There’s something I wanted to point out about our text from Valley #18.
. . . yet I will rejoice in the LORD, I will be joyful in God my Savior.
It is the verbs. They are future tense, which is fine until we realize it is never the future. It is always the present. So the time for rejoicing is always right now and the place for rejoicing is always right here.
I have noticed through my season in Valley #18 that to say “I will rejoice in the LORD” is not the same thing as actually rejoicing in the Lord. In the same way, I find it easier to say I will exercise and eat healthy every day than to actually follow through on it. “I will” is a good statement of intention, but intention will not get it done. What is it they say the pavement is made of on the road to hell? Oh yeah, right, good intentions.
So how does intention become action? Intention awakens our will, as in “I will.” If intention is to become meaningful action, it must first rise to the level of attention.
Intention.
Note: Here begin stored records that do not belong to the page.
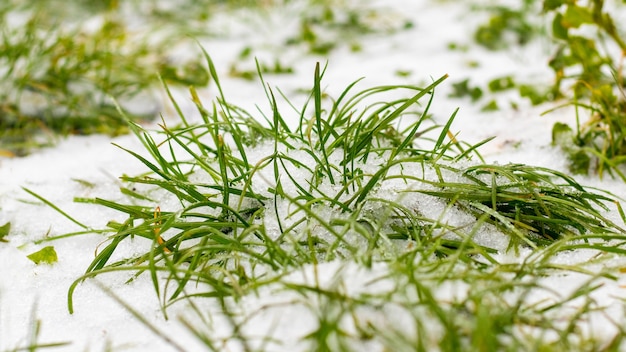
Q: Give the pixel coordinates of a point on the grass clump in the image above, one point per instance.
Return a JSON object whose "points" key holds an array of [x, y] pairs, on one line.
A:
{"points": [[593, 61], [236, 206]]}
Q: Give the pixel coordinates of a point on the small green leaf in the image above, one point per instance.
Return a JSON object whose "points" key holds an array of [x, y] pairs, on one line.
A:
{"points": [[46, 255], [4, 231]]}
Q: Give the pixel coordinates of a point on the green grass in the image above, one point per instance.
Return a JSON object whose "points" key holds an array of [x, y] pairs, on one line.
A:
{"points": [[365, 185]]}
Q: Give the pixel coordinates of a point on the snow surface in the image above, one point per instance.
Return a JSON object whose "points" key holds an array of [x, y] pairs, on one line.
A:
{"points": [[39, 292]]}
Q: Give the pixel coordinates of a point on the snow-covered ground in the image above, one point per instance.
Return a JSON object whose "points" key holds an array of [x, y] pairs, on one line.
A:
{"points": [[30, 292]]}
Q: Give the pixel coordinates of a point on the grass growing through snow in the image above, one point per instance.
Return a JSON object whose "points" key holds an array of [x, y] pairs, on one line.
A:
{"points": [[236, 209]]}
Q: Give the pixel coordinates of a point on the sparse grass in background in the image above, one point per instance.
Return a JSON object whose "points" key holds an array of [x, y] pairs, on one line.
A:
{"points": [[60, 79], [61, 68], [588, 65], [235, 207], [359, 185], [594, 61]]}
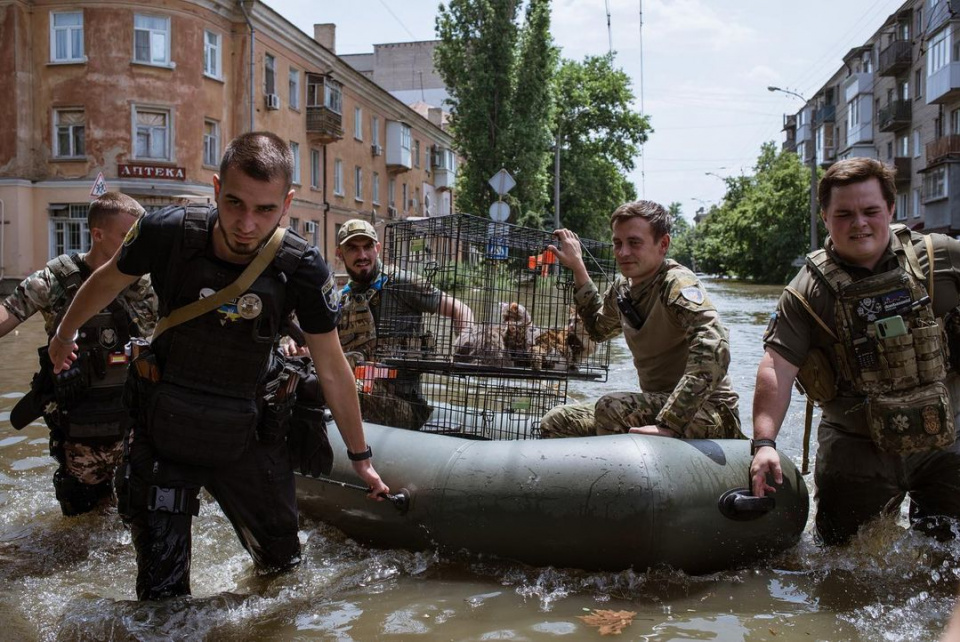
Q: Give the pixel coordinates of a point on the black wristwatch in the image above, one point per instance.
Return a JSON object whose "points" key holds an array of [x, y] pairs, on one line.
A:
{"points": [[366, 454], [756, 444]]}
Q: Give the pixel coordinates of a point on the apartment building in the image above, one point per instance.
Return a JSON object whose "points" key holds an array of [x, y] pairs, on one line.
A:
{"points": [[896, 98], [149, 93]]}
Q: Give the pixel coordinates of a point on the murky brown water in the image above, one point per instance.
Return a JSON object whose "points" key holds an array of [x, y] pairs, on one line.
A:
{"points": [[72, 579]]}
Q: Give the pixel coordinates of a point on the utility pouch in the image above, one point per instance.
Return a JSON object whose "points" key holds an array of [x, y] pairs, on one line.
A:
{"points": [[199, 429], [912, 420], [816, 378]]}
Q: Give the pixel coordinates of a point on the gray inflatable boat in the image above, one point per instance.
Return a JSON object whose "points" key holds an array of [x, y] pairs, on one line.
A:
{"points": [[594, 503]]}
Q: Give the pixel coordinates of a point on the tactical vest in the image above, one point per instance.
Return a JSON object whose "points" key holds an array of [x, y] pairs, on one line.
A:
{"points": [[891, 349], [226, 352], [89, 403], [358, 324]]}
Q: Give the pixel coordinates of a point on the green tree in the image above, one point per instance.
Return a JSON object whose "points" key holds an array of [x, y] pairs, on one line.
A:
{"points": [[499, 79], [600, 136], [763, 224]]}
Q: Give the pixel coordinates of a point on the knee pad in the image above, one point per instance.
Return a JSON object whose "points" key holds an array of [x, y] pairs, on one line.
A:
{"points": [[75, 497]]}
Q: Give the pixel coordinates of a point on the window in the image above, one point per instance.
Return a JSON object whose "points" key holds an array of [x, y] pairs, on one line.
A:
{"points": [[211, 54], [151, 39], [68, 126], [66, 37], [294, 98], [269, 74], [211, 143], [938, 51], [315, 168], [68, 228], [295, 150], [935, 184], [152, 133], [338, 177], [333, 96], [902, 207]]}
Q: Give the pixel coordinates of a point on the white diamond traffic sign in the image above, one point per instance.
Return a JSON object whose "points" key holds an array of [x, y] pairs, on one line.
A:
{"points": [[502, 182]]}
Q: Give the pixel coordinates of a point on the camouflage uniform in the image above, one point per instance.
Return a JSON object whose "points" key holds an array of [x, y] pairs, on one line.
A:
{"points": [[856, 481], [400, 299], [90, 463], [681, 352]]}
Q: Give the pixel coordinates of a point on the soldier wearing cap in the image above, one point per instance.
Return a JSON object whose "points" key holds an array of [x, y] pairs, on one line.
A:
{"points": [[680, 349], [364, 301], [83, 406]]}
Attention. Action.
Intention so often misses the mark of action because it misses the movement of attention. So is the attention on the action of rejoicing? I have tried so many times to go from the intention (will) to rejoice to the action of rejoicing only to find it rote, unsatisfying, and ultimately unhelpful. No, our attention must be lifted and set upon the subject, verb, and direct object of all joy: Jesus Messiah.
Our attention tends to become deeply attuned to our circumstances: no figs, no grapes, no olives, no grain, no chickens, no ducks, and so on. This is why we get discouraged and give in to despair and become depressed. It’s why “yetting” is so important. The yet shifts us from the no of our circumstances to the yes of Jesus. Our attention must be lifted into the awareness of God. It makes sense, doesn’t it? We are, after all, rejoicing in the Lord. Attention shifts our souls from mere thoughts about God to dwelling in the presence of God.
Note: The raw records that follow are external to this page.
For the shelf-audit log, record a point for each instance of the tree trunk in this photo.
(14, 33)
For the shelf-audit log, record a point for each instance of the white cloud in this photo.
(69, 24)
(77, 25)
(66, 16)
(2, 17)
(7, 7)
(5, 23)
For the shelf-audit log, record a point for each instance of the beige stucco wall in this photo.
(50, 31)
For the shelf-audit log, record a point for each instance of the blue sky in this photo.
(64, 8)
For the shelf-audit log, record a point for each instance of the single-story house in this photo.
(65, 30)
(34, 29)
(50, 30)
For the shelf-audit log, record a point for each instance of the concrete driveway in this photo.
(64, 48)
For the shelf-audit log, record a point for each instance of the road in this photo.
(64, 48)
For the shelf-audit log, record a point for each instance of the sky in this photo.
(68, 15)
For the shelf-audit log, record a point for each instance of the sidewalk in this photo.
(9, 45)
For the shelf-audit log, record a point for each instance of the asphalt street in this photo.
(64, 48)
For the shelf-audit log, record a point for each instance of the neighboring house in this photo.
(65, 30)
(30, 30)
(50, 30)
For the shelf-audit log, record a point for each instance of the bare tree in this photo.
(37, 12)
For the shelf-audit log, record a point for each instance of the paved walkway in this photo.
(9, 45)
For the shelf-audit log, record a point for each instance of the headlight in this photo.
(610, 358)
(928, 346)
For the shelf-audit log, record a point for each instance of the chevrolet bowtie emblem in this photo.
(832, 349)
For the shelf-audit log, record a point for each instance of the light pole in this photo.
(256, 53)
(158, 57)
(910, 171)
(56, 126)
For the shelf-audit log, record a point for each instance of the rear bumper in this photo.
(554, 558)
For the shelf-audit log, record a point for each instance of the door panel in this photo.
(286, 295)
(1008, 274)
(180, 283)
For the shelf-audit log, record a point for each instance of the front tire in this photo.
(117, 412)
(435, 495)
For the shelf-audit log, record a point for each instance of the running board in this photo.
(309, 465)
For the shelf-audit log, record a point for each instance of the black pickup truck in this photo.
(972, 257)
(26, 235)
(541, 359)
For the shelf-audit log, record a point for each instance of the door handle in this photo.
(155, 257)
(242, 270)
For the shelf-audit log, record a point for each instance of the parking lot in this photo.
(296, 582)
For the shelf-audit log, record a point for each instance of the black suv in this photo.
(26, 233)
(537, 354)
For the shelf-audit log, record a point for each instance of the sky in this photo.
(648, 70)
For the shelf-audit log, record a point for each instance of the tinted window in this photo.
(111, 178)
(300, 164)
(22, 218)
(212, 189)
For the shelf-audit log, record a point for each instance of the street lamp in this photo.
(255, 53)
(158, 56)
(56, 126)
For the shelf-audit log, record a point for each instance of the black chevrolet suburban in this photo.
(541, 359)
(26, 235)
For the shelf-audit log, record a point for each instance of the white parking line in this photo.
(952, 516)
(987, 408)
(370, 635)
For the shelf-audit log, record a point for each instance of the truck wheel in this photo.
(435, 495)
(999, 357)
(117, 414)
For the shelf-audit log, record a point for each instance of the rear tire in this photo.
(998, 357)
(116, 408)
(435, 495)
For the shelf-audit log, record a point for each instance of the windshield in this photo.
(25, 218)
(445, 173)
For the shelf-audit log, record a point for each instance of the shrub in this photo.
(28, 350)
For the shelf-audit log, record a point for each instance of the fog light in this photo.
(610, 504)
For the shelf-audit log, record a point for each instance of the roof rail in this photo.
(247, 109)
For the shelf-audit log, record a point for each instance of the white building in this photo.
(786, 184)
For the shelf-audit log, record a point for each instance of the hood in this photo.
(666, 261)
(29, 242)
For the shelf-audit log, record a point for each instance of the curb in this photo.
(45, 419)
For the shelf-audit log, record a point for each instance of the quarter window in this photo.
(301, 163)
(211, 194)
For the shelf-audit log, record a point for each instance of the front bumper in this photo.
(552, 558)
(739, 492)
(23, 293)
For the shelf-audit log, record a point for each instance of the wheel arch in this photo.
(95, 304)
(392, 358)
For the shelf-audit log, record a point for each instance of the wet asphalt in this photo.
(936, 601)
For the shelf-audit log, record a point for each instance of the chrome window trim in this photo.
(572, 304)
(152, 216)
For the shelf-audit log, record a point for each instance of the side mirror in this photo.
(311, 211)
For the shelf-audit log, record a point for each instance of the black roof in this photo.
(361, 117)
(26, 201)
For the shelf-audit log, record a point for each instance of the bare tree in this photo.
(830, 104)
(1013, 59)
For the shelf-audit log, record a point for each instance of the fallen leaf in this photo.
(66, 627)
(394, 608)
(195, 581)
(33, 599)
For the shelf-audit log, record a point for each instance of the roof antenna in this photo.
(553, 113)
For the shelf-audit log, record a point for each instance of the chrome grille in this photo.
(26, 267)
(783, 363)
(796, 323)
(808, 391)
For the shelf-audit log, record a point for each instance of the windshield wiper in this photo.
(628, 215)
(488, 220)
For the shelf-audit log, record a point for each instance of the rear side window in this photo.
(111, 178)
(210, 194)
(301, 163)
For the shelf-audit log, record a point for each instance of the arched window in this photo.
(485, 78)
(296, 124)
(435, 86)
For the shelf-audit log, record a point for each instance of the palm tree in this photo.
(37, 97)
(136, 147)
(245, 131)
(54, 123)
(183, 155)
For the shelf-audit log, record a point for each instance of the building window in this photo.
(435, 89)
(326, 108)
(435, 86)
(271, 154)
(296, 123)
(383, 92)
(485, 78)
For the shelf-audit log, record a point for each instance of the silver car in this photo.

I apologize if I am making this more complex than it may need to be, but we are trying to understand something super deep here. The journey from simplistic to simple usually runs through some complexity.
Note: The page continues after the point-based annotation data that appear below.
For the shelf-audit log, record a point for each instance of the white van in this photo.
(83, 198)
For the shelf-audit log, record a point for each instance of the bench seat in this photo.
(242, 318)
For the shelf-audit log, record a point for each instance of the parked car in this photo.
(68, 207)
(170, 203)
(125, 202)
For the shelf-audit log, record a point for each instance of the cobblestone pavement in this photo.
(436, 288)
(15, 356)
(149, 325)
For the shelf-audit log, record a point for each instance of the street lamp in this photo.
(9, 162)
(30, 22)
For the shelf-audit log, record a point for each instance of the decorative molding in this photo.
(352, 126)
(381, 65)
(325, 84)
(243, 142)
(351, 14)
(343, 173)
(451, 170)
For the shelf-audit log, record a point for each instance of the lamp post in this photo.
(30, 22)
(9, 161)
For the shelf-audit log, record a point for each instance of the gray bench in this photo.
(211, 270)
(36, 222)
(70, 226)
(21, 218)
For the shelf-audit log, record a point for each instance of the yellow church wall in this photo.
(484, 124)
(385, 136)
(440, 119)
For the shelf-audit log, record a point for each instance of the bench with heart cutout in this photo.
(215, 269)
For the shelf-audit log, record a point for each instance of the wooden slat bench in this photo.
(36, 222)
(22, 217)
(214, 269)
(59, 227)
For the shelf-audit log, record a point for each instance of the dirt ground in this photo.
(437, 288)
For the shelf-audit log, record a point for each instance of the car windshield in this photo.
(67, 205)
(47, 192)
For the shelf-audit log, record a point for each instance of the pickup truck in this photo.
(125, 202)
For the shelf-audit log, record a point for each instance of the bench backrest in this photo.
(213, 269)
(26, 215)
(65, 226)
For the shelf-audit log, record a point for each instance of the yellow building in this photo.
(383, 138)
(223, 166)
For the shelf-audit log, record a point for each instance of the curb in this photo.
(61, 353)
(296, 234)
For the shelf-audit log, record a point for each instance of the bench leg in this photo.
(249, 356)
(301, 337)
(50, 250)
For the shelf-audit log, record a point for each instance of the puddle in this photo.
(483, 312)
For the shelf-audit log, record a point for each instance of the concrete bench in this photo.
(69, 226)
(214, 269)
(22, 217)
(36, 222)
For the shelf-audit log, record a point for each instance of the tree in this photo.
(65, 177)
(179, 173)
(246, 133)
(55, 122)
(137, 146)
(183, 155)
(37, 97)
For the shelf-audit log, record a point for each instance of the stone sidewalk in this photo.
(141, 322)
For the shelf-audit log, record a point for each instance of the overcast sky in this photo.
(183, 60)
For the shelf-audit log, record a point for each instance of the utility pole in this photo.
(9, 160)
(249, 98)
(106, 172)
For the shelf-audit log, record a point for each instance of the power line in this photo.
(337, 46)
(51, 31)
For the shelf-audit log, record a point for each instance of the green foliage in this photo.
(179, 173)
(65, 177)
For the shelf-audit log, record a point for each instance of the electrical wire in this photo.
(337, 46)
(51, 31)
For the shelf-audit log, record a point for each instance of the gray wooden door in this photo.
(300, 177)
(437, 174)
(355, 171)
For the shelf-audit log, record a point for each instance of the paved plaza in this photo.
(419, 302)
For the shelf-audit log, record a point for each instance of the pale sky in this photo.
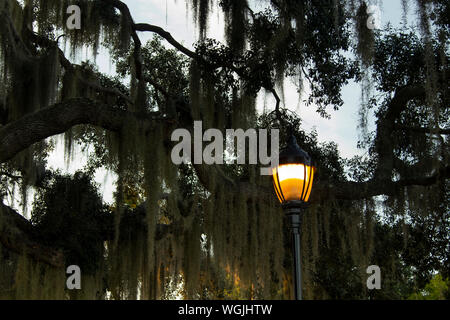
(174, 17)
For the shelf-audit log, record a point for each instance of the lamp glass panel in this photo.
(292, 178)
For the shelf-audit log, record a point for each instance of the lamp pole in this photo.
(293, 211)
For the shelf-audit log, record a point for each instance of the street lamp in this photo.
(292, 180)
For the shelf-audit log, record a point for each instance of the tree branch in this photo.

Intention. Attention. Rejoicing.
“Rejoice always, pray continually, give thanks in all circumstances; for this is God’s will for you in Christ Jesus” (1 Thess. 5:16–18).
PRAY
Father, thank you for the way you reveal things to us we could never figure out. Thank you for your Word and Spirit by which you are always working to reveal your will and your ways. Thank you for Jesus, who so faithfully teaches, trains, interprets, and instructs us. We want to offer you the faculty of our attention today. It is battered and broken. Our attention muscles have atrophied from distraction and anxiety. We didn’t intend it. Life has broken us. We need healing Jesus, the kind only you can bring. Holy Spirit, would you begin to heal our attention? Our souls magnify the Lord, and our spirits rejoice in God our Savior. We want this to be true for us always and all the time. For your name’s sake, Jesus, amen.